CDC says coronavirus can spread through tiny airborne particles
The U.S. Centers for Disease Control and Prevention acknowledged Monday that the coronavirus can spread through microscopic respiratory particles known as aerosols that float in the air for minutes or even hours before being inhaled.
On its website, the CDC said that even people who followed social distancing guidelines have been infected through this type of transmission – and added a warning against frequenting crowded, poorly ventilated indoor spaces.
The acknowledgement comes after months of campaigning by independent experts and brings the agency into line with research on the role of aerosols in “superspreading events” such as a choir practice in Washington state that infected dozens of people and killed two.
But some researchers said the agency did not go far enough, because it maintains that the virus is still far more likely to spread through larger respiratory droplets that quickly fall on people in close vicinity.

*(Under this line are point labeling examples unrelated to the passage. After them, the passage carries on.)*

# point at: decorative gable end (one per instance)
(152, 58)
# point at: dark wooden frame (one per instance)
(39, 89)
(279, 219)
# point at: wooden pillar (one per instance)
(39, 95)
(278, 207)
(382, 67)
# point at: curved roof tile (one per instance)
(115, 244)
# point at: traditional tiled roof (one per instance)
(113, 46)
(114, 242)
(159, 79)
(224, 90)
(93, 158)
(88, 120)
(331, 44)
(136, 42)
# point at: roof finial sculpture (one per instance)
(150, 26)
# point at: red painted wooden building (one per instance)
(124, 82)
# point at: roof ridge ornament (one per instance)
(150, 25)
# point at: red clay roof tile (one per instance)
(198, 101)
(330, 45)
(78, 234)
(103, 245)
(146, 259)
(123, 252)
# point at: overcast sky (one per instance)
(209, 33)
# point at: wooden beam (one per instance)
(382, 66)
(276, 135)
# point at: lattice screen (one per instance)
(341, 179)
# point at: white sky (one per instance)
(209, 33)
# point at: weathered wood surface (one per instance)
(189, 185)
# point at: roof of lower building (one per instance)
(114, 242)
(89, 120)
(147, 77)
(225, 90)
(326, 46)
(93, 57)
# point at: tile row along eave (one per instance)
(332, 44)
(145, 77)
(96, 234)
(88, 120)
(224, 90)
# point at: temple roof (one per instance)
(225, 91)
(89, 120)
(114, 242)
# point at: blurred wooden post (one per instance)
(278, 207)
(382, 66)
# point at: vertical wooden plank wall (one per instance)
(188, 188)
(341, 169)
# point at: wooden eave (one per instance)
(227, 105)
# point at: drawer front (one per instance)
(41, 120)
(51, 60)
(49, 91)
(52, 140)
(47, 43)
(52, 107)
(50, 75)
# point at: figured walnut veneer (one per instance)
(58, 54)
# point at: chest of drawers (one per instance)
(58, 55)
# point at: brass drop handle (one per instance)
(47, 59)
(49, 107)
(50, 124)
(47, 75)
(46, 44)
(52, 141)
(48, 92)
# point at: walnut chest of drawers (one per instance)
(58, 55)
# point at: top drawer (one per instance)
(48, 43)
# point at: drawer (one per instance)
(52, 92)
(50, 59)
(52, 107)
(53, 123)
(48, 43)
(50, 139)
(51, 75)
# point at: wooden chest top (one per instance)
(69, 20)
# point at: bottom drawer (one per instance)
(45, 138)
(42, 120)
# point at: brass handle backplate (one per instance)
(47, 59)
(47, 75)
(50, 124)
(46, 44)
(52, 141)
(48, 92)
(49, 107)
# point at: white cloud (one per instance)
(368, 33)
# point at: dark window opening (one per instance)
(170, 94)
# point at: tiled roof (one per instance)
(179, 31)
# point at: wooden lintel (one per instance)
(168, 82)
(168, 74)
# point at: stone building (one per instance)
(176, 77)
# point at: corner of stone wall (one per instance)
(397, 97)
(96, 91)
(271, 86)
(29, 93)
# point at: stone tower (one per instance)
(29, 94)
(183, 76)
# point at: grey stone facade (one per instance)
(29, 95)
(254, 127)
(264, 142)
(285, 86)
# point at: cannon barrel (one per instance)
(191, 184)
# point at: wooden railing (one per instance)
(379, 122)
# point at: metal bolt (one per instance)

Donald K. Milton, a University of Maryland environmental health professor and expert on aerosols, said Monday that the CDC was “slowly moving along in the right direction, but is not where I would quite like to see it.”
He said that mathematical models show that aerosols carrying the virus are more apt to spread the disease than larger droplets spewed as projectiles, even when an infected person is less than 6 feet away.
“At close range, you’re still going to see aerosol transmission dominant most of the time,” he said. “Spitballs are much less frequent.”
He said that means that masks – which the CDC has long recommended be worn when near others – are useful both indoors and outdoors for preventing the spread of the virus.
“Outdoor dining is associated with increased risk of getting COVID-19 because people are sitting there for a long time without a mask in one spot,” he said.
Moving around when outdoors lowers the risk of inhaling aerosols and becoming infected, he said.